STUTTGART, Germany (Reuters) - Daimler (DAIGn.DE) reported its biggest drop in annual profit in a decade on Tuesday, a 64% drop reflecting more than 5 billion euros in charges as well as investment as Mercedes-Benz pushes into electric and hybrid vehicles.
Mercedes saw record sales to retain its title as the world’s top-selling premium automaker but net profit fell to 2.7 billion euros from 7.6 billion hurt by 4.2 billion euros in charges related to diesel-related probes and legal proceedings.
To offset its extra costs Daimler is restructuring, scrapping its Mercedes-Benz X-Class pick-up truck and downsizing its mobility services unit last year, meaning further charges of 828 million and 405 million euros, respectively.
Alongside the hefty charges, the company slashed its dividend by 72% to 0.90 euros per share. The earnings had been flagged in preliminary figures on Jan. 22.
Kaellenius said restructuring at the vans division would deliver results this year but cautioned Daimler’s passenger car operations face a tough couple of years as the company launches electric and hybrid vehicles.
“We are going to restore the financial health of this company and take the measures we have to take to get back on track,” Kaellenius said. “Yes, it will take some time on some of the issues. There are no quick fixes.”
The 50-year-old Swede, formerly the company’s research and development chief, took over as CEO last May.
He said the carmaker was offering staff buyouts and working on next-generation models that will be less complex to produce.
Kaellenius is tasked with safeguarding Daimler’s success as the industry undergoes sweeping changes including tougher environmental rules and a costly shift to electric power.
That challenge is seen in Daimler’s share performance: its stock is down 12% year to date versus an 84% rise in electric car producer Tesla (TSLA.O), Refinitiv Eikon data shows.
“There is very little scope for optimism at Daimler. It will take years until margins recover to levels worthy of a premium manufacturer,” said Michael Muders, fund manager at Union Investment.
Mercedes-Benz is readying a major push into electric and hybrid cars, with the proportion of electrified vehicles in its fleet set to jump to 9% from 2% in 2020 with production of an electric A-Class, electric van and electric SUV.
Pressure is mounting on carmakers to build low emission vehicles to avert heavy European Union (EU) pollution fines as customers gravitate towards buying larger and heavier sports utility vehicles.
Mercedes-Benz’s push into electric and hybrid cars will see the proportion of electrified vehicles in its fleet jump to 9% from 2% in 2020 with the launch an electric A-Class and an electric van.
“In the medium term I am confident. 2020 and 2021 will be a challenge,” Kaellenius said about the prospect of EU fines.
Mercedes-Benz is also working on developing its own software vehicle operating system, a project that will require significant investment and take up to four years to go into production, Kaellenius said.

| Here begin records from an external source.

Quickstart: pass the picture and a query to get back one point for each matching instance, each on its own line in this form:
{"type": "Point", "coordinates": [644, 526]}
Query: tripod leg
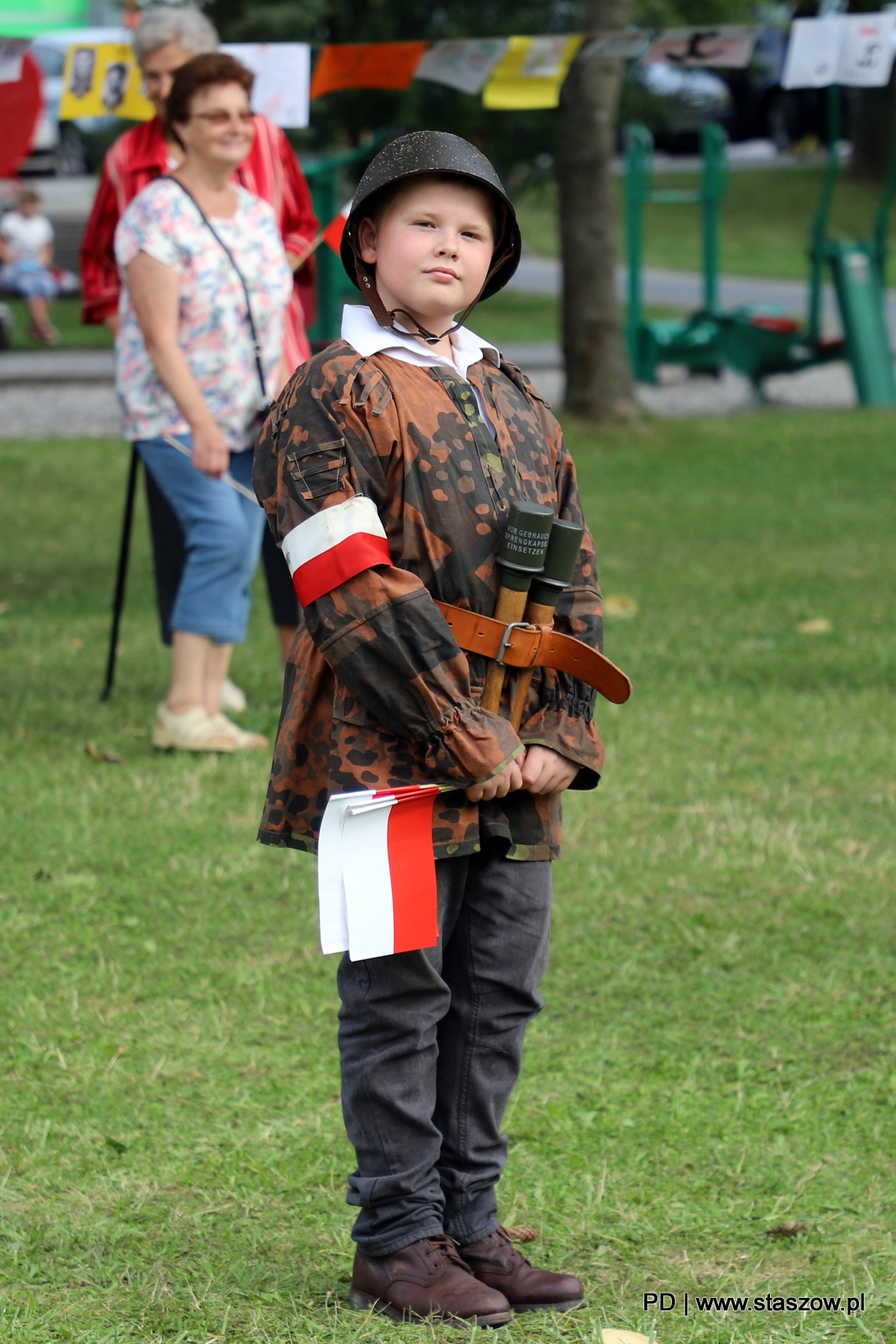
{"type": "Point", "coordinates": [121, 578]}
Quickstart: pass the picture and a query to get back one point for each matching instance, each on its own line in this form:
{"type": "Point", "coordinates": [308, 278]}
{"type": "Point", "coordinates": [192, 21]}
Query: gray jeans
{"type": "Point", "coordinates": [432, 1045]}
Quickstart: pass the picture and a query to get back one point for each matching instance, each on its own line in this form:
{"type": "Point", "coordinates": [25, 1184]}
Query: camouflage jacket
{"type": "Point", "coordinates": [376, 691]}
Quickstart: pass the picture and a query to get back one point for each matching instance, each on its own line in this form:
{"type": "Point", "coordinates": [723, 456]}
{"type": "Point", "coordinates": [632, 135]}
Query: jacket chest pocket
{"type": "Point", "coordinates": [316, 470]}
{"type": "Point", "coordinates": [347, 709]}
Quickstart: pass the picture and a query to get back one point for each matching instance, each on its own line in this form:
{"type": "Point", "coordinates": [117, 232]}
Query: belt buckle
{"type": "Point", "coordinates": [506, 638]}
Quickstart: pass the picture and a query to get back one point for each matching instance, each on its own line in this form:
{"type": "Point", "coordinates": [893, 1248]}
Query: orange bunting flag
{"type": "Point", "coordinates": [369, 65]}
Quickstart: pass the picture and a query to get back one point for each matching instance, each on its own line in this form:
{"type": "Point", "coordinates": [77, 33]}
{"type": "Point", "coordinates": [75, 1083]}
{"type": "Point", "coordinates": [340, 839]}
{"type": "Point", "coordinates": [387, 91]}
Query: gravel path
{"type": "Point", "coordinates": [90, 409]}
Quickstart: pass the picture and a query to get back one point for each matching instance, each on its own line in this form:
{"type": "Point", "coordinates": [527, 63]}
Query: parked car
{"type": "Point", "coordinates": [69, 147]}
{"type": "Point", "coordinates": [674, 101]}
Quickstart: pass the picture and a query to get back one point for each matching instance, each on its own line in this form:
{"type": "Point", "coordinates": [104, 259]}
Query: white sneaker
{"type": "Point", "coordinates": [241, 738]}
{"type": "Point", "coordinates": [233, 698]}
{"type": "Point", "coordinates": [195, 730]}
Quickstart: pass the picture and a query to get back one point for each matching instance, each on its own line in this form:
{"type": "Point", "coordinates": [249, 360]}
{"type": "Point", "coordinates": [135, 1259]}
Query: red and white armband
{"type": "Point", "coordinates": [333, 546]}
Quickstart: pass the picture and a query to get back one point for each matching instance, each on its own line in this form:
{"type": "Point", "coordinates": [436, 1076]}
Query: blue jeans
{"type": "Point", "coordinates": [29, 279]}
{"type": "Point", "coordinates": [432, 1045]}
{"type": "Point", "coordinates": [222, 534]}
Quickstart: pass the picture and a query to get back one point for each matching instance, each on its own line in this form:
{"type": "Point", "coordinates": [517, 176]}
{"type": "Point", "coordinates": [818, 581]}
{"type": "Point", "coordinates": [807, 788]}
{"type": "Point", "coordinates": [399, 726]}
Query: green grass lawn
{"type": "Point", "coordinates": [765, 221]}
{"type": "Point", "coordinates": [718, 1052]}
{"type": "Point", "coordinates": [66, 318]}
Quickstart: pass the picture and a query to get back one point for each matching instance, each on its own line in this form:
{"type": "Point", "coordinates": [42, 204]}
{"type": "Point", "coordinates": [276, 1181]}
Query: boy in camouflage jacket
{"type": "Point", "coordinates": [387, 470]}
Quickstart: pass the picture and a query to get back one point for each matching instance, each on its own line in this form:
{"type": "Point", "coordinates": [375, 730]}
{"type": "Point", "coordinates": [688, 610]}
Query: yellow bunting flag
{"type": "Point", "coordinates": [531, 74]}
{"type": "Point", "coordinates": [102, 78]}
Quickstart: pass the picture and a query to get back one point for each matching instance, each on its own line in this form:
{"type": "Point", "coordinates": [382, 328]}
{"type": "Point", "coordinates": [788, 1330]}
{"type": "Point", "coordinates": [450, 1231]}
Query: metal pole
{"type": "Point", "coordinates": [121, 578]}
{"type": "Point", "coordinates": [822, 213]}
{"type": "Point", "coordinates": [640, 147]}
{"type": "Point", "coordinates": [715, 161]}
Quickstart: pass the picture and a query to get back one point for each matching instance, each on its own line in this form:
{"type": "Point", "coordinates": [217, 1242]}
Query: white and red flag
{"type": "Point", "coordinates": [336, 228]}
{"type": "Point", "coordinates": [333, 546]}
{"type": "Point", "coordinates": [376, 873]}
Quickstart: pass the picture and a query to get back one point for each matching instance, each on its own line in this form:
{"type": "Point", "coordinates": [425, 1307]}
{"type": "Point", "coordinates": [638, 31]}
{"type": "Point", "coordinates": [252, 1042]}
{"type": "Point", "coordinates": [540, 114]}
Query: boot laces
{"type": "Point", "coordinates": [446, 1249]}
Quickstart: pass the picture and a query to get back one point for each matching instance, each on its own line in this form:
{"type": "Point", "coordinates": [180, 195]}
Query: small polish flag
{"type": "Point", "coordinates": [376, 873]}
{"type": "Point", "coordinates": [336, 228]}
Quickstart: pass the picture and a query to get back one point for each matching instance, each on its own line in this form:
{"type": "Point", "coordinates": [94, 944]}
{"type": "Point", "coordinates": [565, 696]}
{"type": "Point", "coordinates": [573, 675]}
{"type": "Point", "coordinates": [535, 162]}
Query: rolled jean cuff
{"type": "Point", "coordinates": [378, 1247]}
{"type": "Point", "coordinates": [468, 1230]}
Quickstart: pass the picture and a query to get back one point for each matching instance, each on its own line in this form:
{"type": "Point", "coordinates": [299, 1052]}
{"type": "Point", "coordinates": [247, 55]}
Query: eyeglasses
{"type": "Point", "coordinates": [222, 118]}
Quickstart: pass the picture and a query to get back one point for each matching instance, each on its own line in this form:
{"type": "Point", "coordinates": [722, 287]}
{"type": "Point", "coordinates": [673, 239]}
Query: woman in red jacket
{"type": "Point", "coordinates": [164, 39]}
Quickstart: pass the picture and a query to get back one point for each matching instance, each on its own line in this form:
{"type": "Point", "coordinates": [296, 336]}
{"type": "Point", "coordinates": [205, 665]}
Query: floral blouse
{"type": "Point", "coordinates": [214, 329]}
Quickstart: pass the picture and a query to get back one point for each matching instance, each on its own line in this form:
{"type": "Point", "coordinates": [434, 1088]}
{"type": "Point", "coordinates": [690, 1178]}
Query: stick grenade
{"type": "Point", "coordinates": [121, 578]}
{"type": "Point", "coordinates": [521, 557]}
{"type": "Point", "coordinates": [564, 544]}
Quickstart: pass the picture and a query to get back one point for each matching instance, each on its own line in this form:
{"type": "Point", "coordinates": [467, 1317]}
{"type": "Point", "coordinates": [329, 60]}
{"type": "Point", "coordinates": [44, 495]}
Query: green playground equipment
{"type": "Point", "coordinates": [759, 342]}
{"type": "Point", "coordinates": [333, 286]}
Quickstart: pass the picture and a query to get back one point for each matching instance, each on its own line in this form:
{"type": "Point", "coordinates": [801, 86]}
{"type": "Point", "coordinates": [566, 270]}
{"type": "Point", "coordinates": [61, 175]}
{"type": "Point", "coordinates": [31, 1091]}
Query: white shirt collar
{"type": "Point", "coordinates": [362, 331]}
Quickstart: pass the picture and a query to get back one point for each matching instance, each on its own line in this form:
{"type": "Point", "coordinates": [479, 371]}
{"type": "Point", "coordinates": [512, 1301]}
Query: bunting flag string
{"type": "Point", "coordinates": [369, 65]}
{"type": "Point", "coordinates": [463, 65]}
{"type": "Point", "coordinates": [531, 74]}
{"type": "Point", "coordinates": [520, 73]}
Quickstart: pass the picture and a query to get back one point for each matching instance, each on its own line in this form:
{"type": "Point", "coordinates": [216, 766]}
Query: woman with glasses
{"type": "Point", "coordinates": [203, 275]}
{"type": "Point", "coordinates": [167, 38]}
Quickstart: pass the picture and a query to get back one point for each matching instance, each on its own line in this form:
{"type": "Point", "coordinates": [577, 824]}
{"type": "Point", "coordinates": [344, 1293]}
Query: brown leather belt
{"type": "Point", "coordinates": [521, 645]}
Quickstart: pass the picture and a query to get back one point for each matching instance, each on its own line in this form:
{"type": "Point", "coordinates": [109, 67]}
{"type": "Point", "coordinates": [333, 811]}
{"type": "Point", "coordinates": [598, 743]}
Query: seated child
{"type": "Point", "coordinates": [26, 252]}
{"type": "Point", "coordinates": [421, 436]}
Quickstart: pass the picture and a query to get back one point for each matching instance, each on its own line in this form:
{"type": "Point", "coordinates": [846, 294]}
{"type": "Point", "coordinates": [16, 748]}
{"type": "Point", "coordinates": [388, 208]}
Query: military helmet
{"type": "Point", "coordinates": [438, 152]}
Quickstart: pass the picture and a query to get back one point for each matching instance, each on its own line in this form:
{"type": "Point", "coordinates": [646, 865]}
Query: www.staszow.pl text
{"type": "Point", "coordinates": [688, 1303]}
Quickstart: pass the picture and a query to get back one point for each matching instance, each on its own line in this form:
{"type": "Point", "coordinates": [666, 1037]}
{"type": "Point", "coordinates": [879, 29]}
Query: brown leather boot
{"type": "Point", "coordinates": [497, 1263]}
{"type": "Point", "coordinates": [426, 1278]}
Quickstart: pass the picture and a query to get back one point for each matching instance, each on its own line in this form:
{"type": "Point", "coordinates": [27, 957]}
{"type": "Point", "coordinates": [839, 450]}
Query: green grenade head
{"type": "Point", "coordinates": [526, 541]}
{"type": "Point", "coordinates": [563, 550]}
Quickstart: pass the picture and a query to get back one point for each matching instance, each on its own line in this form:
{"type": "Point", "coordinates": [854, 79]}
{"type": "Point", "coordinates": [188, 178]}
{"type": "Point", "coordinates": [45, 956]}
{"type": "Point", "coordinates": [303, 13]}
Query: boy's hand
{"type": "Point", "coordinates": [544, 770]}
{"type": "Point", "coordinates": [506, 781]}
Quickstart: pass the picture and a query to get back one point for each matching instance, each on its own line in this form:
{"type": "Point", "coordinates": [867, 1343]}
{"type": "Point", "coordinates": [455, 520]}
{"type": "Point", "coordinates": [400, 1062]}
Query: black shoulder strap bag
{"type": "Point", "coordinates": [257, 349]}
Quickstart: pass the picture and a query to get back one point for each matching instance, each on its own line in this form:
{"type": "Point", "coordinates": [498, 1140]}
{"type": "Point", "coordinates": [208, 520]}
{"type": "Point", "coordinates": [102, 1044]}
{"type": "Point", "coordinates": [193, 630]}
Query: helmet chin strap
{"type": "Point", "coordinates": [385, 318]}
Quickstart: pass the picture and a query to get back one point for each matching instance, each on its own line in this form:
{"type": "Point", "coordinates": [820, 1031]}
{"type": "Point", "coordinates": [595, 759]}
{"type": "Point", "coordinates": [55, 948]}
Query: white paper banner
{"type": "Point", "coordinates": [463, 65]}
{"type": "Point", "coordinates": [728, 46]}
{"type": "Point", "coordinates": [813, 53]}
{"type": "Point", "coordinates": [867, 54]}
{"type": "Point", "coordinates": [282, 77]}
{"type": "Point", "coordinates": [855, 50]}
{"type": "Point", "coordinates": [544, 58]}
{"type": "Point", "coordinates": [626, 45]}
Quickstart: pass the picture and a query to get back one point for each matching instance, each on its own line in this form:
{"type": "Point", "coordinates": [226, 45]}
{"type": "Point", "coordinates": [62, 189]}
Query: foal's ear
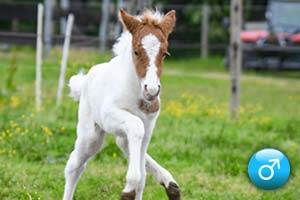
{"type": "Point", "coordinates": [168, 23]}
{"type": "Point", "coordinates": [129, 22]}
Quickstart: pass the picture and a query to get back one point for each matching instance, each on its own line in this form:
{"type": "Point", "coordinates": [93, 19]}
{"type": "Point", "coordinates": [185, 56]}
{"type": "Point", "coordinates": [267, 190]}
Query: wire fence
{"type": "Point", "coordinates": [17, 27]}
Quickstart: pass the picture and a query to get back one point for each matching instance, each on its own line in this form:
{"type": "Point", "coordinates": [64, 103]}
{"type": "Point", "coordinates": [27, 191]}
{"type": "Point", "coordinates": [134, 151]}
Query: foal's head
{"type": "Point", "coordinates": [150, 34]}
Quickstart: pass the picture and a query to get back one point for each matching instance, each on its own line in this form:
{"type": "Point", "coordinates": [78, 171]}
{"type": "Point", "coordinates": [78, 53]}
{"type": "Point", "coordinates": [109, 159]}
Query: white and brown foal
{"type": "Point", "coordinates": [121, 97]}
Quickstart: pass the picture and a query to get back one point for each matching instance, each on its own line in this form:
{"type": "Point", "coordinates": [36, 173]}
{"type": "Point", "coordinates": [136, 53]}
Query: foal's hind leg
{"type": "Point", "coordinates": [89, 141]}
{"type": "Point", "coordinates": [163, 177]}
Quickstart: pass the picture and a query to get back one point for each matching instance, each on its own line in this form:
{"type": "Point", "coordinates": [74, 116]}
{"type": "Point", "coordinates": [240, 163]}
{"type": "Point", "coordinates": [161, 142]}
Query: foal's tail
{"type": "Point", "coordinates": [75, 85]}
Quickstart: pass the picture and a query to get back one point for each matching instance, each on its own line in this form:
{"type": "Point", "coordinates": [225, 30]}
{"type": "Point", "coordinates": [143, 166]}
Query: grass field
{"type": "Point", "coordinates": [194, 138]}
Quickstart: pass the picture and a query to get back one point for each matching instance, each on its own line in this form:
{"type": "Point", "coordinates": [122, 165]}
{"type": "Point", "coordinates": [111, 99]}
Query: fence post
{"type": "Point", "coordinates": [64, 59]}
{"type": "Point", "coordinates": [38, 74]}
{"type": "Point", "coordinates": [48, 26]}
{"type": "Point", "coordinates": [104, 24]}
{"type": "Point", "coordinates": [235, 55]}
{"type": "Point", "coordinates": [118, 24]}
{"type": "Point", "coordinates": [204, 31]}
{"type": "Point", "coordinates": [64, 4]}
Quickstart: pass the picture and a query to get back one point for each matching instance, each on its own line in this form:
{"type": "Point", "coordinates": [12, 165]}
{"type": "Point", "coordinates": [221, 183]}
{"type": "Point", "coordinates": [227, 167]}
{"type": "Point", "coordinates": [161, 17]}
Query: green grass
{"type": "Point", "coordinates": [194, 137]}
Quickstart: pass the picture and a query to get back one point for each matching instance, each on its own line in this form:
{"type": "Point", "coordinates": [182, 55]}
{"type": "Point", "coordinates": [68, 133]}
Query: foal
{"type": "Point", "coordinates": [122, 97]}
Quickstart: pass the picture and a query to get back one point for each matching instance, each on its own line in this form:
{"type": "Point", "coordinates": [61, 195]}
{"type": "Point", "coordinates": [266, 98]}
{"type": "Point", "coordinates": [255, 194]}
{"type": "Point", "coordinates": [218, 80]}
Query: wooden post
{"type": "Point", "coordinates": [64, 59]}
{"type": "Point", "coordinates": [235, 55]}
{"type": "Point", "coordinates": [104, 24]}
{"type": "Point", "coordinates": [38, 74]}
{"type": "Point", "coordinates": [204, 31]}
{"type": "Point", "coordinates": [48, 26]}
{"type": "Point", "coordinates": [118, 24]}
{"type": "Point", "coordinates": [64, 4]}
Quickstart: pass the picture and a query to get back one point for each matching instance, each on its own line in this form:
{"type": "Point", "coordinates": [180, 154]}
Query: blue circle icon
{"type": "Point", "coordinates": [269, 169]}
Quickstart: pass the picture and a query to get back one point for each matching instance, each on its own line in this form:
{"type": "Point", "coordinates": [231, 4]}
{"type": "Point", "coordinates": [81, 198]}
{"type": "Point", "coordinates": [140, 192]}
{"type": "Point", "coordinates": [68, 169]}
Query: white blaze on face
{"type": "Point", "coordinates": [151, 44]}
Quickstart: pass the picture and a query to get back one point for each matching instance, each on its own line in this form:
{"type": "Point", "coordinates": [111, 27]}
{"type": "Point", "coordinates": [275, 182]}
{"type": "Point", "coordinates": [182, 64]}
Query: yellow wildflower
{"type": "Point", "coordinates": [14, 101]}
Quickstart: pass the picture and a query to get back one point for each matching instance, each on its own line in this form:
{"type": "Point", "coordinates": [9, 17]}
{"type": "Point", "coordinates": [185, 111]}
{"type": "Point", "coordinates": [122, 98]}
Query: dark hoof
{"type": "Point", "coordinates": [128, 195]}
{"type": "Point", "coordinates": [173, 191]}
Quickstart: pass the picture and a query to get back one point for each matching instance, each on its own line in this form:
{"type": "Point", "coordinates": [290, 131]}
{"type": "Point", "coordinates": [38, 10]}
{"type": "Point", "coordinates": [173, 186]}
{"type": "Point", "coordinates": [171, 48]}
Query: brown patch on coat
{"type": "Point", "coordinates": [149, 107]}
{"type": "Point", "coordinates": [139, 29]}
{"type": "Point", "coordinates": [128, 195]}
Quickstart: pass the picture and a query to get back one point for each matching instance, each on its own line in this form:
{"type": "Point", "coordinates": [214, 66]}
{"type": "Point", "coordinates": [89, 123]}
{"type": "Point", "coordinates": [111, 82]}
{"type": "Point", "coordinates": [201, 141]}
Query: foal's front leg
{"type": "Point", "coordinates": [124, 123]}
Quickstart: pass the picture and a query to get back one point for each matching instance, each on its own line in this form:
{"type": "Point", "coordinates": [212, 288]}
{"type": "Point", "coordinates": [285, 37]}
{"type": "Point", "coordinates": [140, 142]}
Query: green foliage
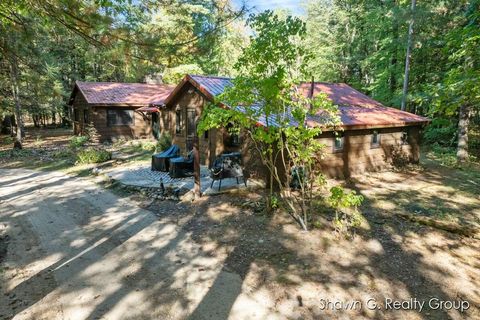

The company said it aims to keep property, plants and equipment and R&D spending at roughly the same level as last year.
It will look for savings of more than 1.4 billion euros by the end of 2022 through cuts in administrative and personnel costs and expects a significant rise in operating profit and free cash flow this year.
“Our goal is to ensure solid net liquidity to protect the necessary investments, and at the same time to pay attractive dividends,” Chief Financial Officer Harald Wilhelm said.